As a good practice, it is recommended that you create multiple roles with specific sets of permissions based on application and access requirements. Then assign the appropriate role to each user. The roles should be used to enforce a least privilege model for accessing database objects. The master user that is created during a PostgreSQL instance creation should be used only for database administration tasks like creating other users, roles, and databases. The master user should not be used by the application.

The use of RDS Proxy to enforce IAM authentication and offload credential management from applications is considered best practice. This ensures database credentials, authentication, and access can be managed through integration with AWS Secrets Manager and AWS Identity and Access Management (IAM).

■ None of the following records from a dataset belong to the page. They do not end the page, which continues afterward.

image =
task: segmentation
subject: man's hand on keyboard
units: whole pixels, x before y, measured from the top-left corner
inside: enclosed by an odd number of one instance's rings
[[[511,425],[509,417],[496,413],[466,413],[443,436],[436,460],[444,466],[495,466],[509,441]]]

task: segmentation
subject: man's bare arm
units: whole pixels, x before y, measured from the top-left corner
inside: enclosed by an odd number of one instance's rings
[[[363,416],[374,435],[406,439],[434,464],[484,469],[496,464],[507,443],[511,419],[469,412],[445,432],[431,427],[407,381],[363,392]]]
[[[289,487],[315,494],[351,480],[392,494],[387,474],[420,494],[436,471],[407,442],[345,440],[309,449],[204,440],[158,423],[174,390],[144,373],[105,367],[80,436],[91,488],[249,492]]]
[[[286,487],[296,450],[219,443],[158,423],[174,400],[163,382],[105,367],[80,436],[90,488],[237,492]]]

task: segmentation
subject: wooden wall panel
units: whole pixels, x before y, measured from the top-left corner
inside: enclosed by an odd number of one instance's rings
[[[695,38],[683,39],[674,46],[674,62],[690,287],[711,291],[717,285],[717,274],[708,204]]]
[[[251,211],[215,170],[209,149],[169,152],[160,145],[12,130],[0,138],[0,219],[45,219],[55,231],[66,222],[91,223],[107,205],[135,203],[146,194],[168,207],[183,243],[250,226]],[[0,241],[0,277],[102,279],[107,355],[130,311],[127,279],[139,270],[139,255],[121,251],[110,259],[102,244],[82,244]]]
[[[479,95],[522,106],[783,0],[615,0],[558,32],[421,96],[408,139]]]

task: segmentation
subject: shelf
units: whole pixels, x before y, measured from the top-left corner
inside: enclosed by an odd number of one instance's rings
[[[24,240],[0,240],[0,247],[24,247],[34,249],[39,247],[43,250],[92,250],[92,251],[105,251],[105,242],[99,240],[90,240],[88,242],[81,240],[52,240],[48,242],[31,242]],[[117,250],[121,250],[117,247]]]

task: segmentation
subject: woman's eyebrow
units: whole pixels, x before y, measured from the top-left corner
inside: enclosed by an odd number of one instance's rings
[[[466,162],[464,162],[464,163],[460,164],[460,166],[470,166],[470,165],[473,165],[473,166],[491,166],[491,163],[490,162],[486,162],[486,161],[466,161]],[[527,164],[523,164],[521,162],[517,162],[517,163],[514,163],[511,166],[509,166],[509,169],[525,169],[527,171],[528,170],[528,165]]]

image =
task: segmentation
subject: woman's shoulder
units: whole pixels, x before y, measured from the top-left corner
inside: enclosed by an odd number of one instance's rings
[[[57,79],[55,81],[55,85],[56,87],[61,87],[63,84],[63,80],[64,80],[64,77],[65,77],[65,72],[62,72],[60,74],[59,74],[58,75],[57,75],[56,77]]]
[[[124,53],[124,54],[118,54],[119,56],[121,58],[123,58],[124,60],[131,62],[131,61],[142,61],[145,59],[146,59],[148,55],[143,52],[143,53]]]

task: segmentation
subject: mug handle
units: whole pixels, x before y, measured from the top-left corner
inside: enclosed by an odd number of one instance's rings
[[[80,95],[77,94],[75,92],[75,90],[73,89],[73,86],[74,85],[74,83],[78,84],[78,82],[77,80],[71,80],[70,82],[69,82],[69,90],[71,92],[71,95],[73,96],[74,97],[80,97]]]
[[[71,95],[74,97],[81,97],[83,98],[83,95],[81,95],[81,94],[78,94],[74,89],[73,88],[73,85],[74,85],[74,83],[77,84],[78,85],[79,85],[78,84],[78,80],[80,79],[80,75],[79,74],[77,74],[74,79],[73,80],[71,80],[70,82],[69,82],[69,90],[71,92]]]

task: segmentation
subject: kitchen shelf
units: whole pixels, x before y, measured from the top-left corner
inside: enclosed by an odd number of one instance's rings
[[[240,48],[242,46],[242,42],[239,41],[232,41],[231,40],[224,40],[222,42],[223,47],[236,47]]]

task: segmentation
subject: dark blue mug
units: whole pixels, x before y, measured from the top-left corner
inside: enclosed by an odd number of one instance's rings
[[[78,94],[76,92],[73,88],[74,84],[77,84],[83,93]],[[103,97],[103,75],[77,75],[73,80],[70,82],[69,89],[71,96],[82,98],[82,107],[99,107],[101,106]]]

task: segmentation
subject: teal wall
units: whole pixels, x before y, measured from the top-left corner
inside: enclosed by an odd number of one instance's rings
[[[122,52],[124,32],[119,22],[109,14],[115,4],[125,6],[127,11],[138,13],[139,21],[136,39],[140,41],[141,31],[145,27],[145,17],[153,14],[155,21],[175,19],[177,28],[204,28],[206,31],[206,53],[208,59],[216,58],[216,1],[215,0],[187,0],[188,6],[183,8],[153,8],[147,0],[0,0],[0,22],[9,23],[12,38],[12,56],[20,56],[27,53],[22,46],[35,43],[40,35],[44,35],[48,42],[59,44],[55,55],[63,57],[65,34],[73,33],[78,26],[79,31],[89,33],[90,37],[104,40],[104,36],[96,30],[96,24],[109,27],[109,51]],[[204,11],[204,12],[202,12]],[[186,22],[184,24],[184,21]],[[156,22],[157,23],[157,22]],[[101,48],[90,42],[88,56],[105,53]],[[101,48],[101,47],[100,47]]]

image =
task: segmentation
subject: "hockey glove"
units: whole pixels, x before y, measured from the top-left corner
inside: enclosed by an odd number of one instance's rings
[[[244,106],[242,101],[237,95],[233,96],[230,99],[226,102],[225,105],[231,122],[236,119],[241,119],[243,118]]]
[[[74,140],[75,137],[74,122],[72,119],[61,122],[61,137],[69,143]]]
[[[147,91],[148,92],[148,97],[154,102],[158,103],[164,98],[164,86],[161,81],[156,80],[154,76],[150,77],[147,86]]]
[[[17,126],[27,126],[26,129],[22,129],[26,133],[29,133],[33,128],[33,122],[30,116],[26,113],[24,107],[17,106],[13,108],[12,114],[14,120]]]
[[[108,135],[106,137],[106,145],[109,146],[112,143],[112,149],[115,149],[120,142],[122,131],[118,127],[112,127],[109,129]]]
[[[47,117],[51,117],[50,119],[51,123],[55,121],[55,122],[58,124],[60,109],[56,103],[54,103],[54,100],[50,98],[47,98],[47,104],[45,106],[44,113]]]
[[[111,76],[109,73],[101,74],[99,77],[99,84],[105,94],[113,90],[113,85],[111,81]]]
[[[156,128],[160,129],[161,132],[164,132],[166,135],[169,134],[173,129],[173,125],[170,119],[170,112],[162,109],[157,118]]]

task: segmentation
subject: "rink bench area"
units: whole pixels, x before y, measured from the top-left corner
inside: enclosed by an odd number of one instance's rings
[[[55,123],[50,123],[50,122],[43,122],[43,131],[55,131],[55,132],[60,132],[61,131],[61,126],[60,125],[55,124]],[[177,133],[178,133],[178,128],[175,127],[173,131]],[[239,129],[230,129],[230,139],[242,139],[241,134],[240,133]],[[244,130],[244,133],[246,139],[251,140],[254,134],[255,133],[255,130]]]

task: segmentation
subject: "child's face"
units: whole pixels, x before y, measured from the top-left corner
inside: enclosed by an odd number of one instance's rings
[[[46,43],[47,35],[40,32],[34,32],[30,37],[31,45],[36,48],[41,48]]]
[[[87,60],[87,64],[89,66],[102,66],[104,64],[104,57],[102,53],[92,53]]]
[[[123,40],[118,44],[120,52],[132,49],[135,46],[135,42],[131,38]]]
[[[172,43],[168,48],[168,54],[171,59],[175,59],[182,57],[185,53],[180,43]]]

Tagging AWS RDS resources#

It is important that during provisioning of an instance, we use the default Terraform tagging module to identify all resources per account, application, environment and department; this enables management and departments to track costs, use labels for automating resource tasks, e.g. stop DBs labelled Dev during out-of-office hours, or auditing during a disaster recovery exercise. Also, resources that are properly tagged will have the right information copied over when a snapshot is taken (CopyTagsToSnapshot), which in turn means all snapshot resources are easily identified in the event of a database restore.

Monitoring#

An RDS instance can be monitored via the portal, but users without the role of an administrator may not necessarily have PowerUserAccess to view metrics via the portal. If that is the case, enabled_cloudwatch_logs_exports should be enabled during provisioning. By default, this is set to FALSE. This ensures all logs are shipped to Amazon CloudWatch from where fancy metrics can be hooked up to a Dashboard.

For Administrators, Key metrics that are worth monitoring are:

  • Storage usage
  • CPU Utilization
  • Memory usage
  • Failed connections (Login failure)
  • Slow running SQL statements

Databases installed on an EC2 instance#

  • Optimize disk layout
  • Set the NTFS allocation unit size to 64 KB
  • Server updates - install latest patches
  • Hostname
  • Public access disabled
  • Create maintenance plans using Ola Hallengren scripts

In-house database skills for supporting the cloud databases#

  • Backups, restore and manual dumps of a table
  • Autovacuum - when it last run and how often due to CRUD operations
  • Creating roles and disabling users
  • Pg_stat_activity table
  • Performance tuning
  • Checking size of Indexes and tables
  • Monitoring

Backups#

By default, we keep backups for 30 days. See Backups for more details.